If I specify both Force password change on reset and a separate password tab, I have to enter two different passwords.
Steps:
As admin:
1. On /admin/config/people/password_policy check Force password change on reset
2. Create a rule that the last [n] passwords cannot be reused
3. Enable Password Tab module if not enabled
As user:
4. Go to /user/password
5. Enter user name
6. Click E-mail new password
7. When you get the new password link, click it or copy and paste it into the browser.
8. Enter your new password twice.
9. Click Save
Actual result: Still on password tab
Expected result: Redirect to user page
10. Click View tab
Actual result: Error: Your password has expired. You must change your password to proceed on the site.
Expected result: Go to View tab
11. Re-enter the password you entered in step 9
12. Click Save
Actual result: Error: Your password has the following requirement(s): Password must not match last [n] passwords.
Expected result: Password saved (actually not - I didn't expect to be here)
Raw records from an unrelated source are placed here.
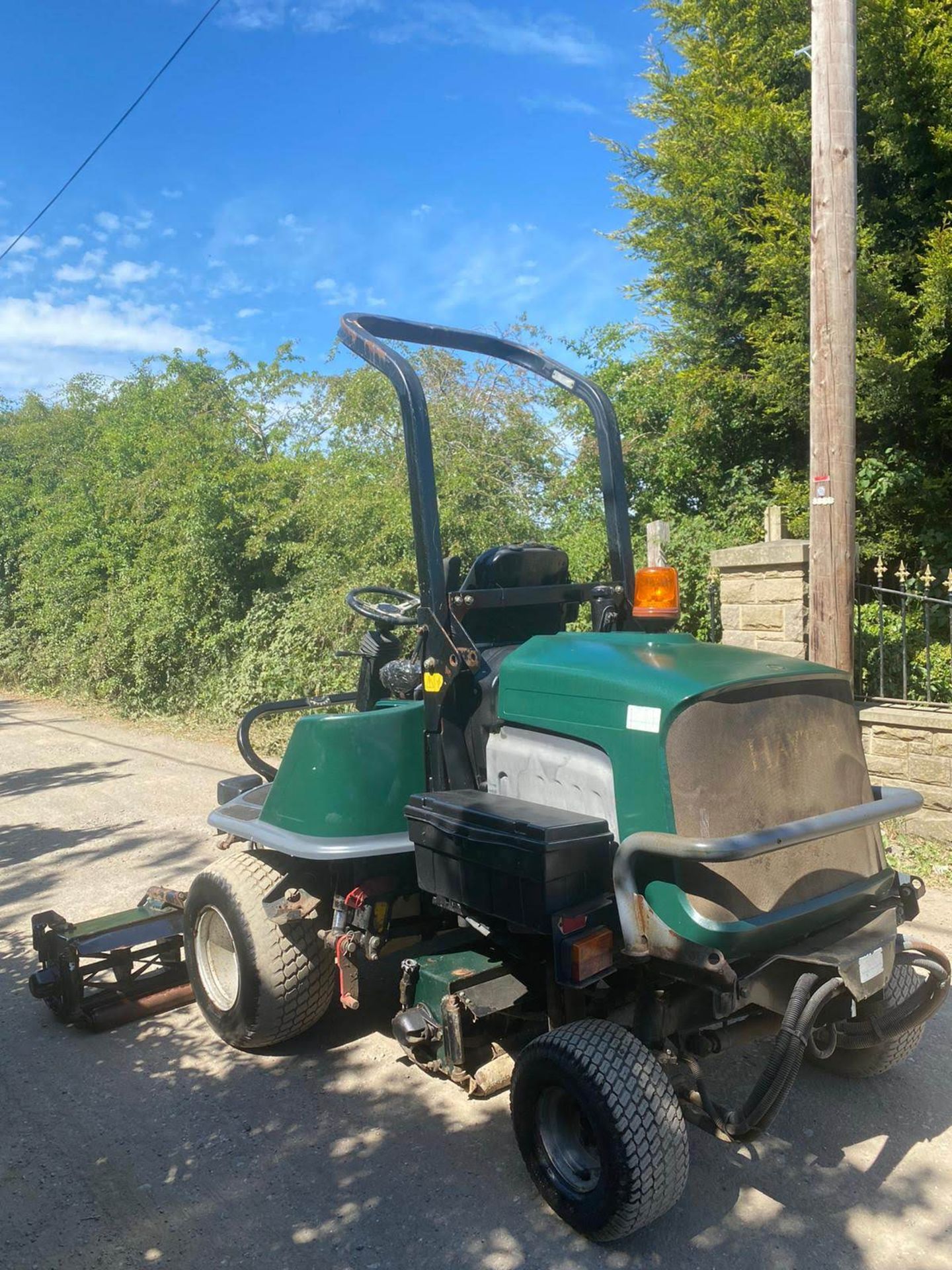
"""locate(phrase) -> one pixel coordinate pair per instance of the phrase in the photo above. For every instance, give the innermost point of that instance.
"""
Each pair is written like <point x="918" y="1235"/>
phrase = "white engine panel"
<point x="556" y="771"/>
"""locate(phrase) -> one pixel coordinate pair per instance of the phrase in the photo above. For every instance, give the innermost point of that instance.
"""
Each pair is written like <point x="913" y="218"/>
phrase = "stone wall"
<point x="764" y="596"/>
<point x="910" y="745"/>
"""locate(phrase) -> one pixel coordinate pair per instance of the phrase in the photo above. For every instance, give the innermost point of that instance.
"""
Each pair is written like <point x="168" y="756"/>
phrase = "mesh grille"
<point x="760" y="757"/>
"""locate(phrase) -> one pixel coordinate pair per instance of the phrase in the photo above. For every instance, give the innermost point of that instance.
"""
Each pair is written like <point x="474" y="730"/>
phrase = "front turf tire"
<point x="255" y="982"/>
<point x="600" y="1128"/>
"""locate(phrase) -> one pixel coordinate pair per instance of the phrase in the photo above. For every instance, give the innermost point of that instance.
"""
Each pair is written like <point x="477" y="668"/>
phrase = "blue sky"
<point x="424" y="158"/>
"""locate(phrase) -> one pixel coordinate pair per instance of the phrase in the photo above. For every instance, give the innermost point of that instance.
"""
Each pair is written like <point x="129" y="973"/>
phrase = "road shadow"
<point x="36" y="780"/>
<point x="333" y="1154"/>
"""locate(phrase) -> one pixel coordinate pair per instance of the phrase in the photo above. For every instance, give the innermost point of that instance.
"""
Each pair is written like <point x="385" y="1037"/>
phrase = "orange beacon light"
<point x="656" y="593"/>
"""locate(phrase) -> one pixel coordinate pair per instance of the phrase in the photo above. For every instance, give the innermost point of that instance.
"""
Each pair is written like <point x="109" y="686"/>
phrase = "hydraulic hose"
<point x="909" y="1014"/>
<point x="781" y="1070"/>
<point x="796" y="1034"/>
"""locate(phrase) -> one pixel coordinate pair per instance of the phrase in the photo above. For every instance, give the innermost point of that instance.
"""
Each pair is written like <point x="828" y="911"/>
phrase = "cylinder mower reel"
<point x="113" y="969"/>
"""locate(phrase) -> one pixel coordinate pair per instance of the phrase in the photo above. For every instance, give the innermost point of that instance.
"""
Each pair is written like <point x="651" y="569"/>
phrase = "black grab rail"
<point x="244" y="741"/>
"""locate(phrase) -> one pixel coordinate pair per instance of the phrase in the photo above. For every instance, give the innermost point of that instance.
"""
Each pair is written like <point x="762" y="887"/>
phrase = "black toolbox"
<point x="508" y="859"/>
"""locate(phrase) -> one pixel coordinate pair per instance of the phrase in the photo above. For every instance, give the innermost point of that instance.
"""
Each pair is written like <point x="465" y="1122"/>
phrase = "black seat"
<point x="527" y="564"/>
<point x="471" y="710"/>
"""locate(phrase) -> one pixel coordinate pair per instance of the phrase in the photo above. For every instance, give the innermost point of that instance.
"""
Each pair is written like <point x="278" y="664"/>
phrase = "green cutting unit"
<point x="602" y="854"/>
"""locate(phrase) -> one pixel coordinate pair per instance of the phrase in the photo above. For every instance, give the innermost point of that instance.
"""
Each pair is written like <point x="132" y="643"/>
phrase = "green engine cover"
<point x="349" y="775"/>
<point x="621" y="693"/>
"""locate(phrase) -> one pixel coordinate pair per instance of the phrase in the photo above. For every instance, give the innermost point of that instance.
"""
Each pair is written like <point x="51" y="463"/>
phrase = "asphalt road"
<point x="155" y="1144"/>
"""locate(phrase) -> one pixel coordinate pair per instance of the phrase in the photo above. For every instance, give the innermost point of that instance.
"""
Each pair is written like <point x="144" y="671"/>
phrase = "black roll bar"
<point x="364" y="334"/>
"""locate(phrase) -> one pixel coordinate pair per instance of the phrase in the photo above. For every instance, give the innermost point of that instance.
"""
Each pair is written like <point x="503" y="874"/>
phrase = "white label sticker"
<point x="644" y="719"/>
<point x="871" y="966"/>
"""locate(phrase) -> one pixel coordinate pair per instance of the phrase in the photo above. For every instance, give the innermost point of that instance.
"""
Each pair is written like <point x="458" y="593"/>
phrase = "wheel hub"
<point x="567" y="1142"/>
<point x="218" y="959"/>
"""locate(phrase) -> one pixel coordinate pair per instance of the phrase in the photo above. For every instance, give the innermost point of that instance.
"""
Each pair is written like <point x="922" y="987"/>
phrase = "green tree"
<point x="716" y="412"/>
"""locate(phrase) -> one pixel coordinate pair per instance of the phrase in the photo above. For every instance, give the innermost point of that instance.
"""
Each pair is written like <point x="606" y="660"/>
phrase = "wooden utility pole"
<point x="833" y="333"/>
<point x="658" y="535"/>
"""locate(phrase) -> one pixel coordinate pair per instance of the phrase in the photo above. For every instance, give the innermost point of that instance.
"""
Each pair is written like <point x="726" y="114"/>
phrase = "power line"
<point x="118" y="124"/>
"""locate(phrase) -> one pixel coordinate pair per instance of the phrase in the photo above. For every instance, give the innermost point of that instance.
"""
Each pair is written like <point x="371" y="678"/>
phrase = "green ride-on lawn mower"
<point x="602" y="855"/>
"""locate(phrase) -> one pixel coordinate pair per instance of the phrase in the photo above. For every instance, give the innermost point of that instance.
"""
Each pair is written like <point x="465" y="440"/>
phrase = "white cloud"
<point x="561" y="105"/>
<point x="95" y="323"/>
<point x="325" y="17"/>
<point x="436" y="22"/>
<point x="63" y="244"/>
<point x="88" y="269"/>
<point x="44" y="343"/>
<point x="108" y="222"/>
<point x="26" y="244"/>
<point x="126" y="272"/>
<point x="343" y="294"/>
<point x="461" y="22"/>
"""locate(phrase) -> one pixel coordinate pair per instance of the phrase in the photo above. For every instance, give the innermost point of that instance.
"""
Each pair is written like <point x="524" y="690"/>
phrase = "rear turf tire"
<point x="255" y="982"/>
<point x="876" y="1060"/>
<point x="600" y="1128"/>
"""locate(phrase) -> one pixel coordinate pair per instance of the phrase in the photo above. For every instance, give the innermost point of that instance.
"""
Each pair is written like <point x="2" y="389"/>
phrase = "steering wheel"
<point x="397" y="609"/>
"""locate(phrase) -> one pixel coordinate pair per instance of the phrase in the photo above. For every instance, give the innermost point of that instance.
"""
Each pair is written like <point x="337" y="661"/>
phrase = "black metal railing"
<point x="904" y="636"/>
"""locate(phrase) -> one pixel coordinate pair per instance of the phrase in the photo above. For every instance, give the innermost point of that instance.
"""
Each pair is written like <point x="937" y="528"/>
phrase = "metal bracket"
<point x="648" y="937"/>
<point x="286" y="904"/>
<point x="348" y="973"/>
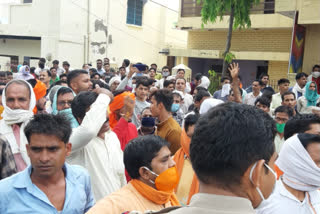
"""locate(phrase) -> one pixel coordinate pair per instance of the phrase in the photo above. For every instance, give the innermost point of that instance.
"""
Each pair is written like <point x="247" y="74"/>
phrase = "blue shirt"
<point x="19" y="195"/>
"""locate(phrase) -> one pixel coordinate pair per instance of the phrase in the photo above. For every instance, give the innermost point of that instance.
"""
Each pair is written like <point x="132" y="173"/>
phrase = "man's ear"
<point x="257" y="173"/>
<point x="68" y="149"/>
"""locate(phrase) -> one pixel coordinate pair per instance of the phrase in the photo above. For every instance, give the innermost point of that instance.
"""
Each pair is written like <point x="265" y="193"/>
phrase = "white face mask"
<point x="316" y="74"/>
<point x="257" y="188"/>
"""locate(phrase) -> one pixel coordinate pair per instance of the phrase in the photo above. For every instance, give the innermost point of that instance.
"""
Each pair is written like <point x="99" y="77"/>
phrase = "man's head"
<point x="161" y="100"/>
<point x="81" y="105"/>
<point x="263" y="103"/>
<point x="66" y="65"/>
<point x="126" y="63"/>
<point x="289" y="99"/>
<point x="165" y="71"/>
<point x="283" y="85"/>
<point x="55" y="64"/>
<point x="64" y="98"/>
<point x="225" y="80"/>
<point x="181" y="84"/>
<point x="79" y="80"/>
<point x="48" y="144"/>
<point x="190" y="123"/>
<point x="99" y="64"/>
<point x="156" y="157"/>
<point x="264" y="78"/>
<point x="282" y="115"/>
<point x="301" y="79"/>
<point x="142" y="89"/>
<point x="169" y="84"/>
<point x="304" y="123"/>
<point x="256" y="86"/>
<point x="18" y="95"/>
<point x="233" y="160"/>
<point x="180" y="73"/>
<point x="45" y="76"/>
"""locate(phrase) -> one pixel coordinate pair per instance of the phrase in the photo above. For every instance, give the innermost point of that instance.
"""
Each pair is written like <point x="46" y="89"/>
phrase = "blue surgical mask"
<point x="68" y="114"/>
<point x="175" y="107"/>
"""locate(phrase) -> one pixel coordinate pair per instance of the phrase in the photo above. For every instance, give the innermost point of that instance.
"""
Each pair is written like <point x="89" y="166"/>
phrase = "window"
<point x="134" y="12"/>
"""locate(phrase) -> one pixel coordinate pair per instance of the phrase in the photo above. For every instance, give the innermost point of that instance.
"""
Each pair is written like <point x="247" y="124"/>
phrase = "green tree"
<point x="239" y="11"/>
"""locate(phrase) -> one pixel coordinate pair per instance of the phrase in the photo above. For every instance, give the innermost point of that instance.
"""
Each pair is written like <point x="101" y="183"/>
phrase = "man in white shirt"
<point x="188" y="99"/>
<point x="251" y="97"/>
<point x="297" y="190"/>
<point x="94" y="145"/>
<point x="283" y="85"/>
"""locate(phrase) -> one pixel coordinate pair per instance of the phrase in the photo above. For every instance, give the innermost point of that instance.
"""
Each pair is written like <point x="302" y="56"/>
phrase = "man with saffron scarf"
<point x="121" y="110"/>
<point x="188" y="184"/>
<point x="154" y="177"/>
13. Enter a *new* new password.
Actual and expected result: Redirect to user page
| Comment | File | Size | Author |
|---|---|---|---|
| #1 | password_policy-7.x-1.x-fix_password_tab_force_change_on_reset-2386699-2.patch | 766 bytes | aohrvetpv |
Comments
Comment #1
aohrvetpv commentedThis patch should fix the bug. Please test.
The patch changes the password tab form submit handler to unset the
pass_reset_*session variable, as is normally done by the user profile form submit handler when the password is changed on the user profile form (i.e., on theuser/*/editpage). This preventspassword_policy_drupal_goto_alter()from again forcing a password change after the password has been changed.Comment #3
aohrvetpv commentedComment #4
aohrvetpv commentedThe "Force password change on reset" feature does not exist in 6.x-1.x. The password tab feature does not exist in 7.x-2.x. So I think this is fixed in all active branches.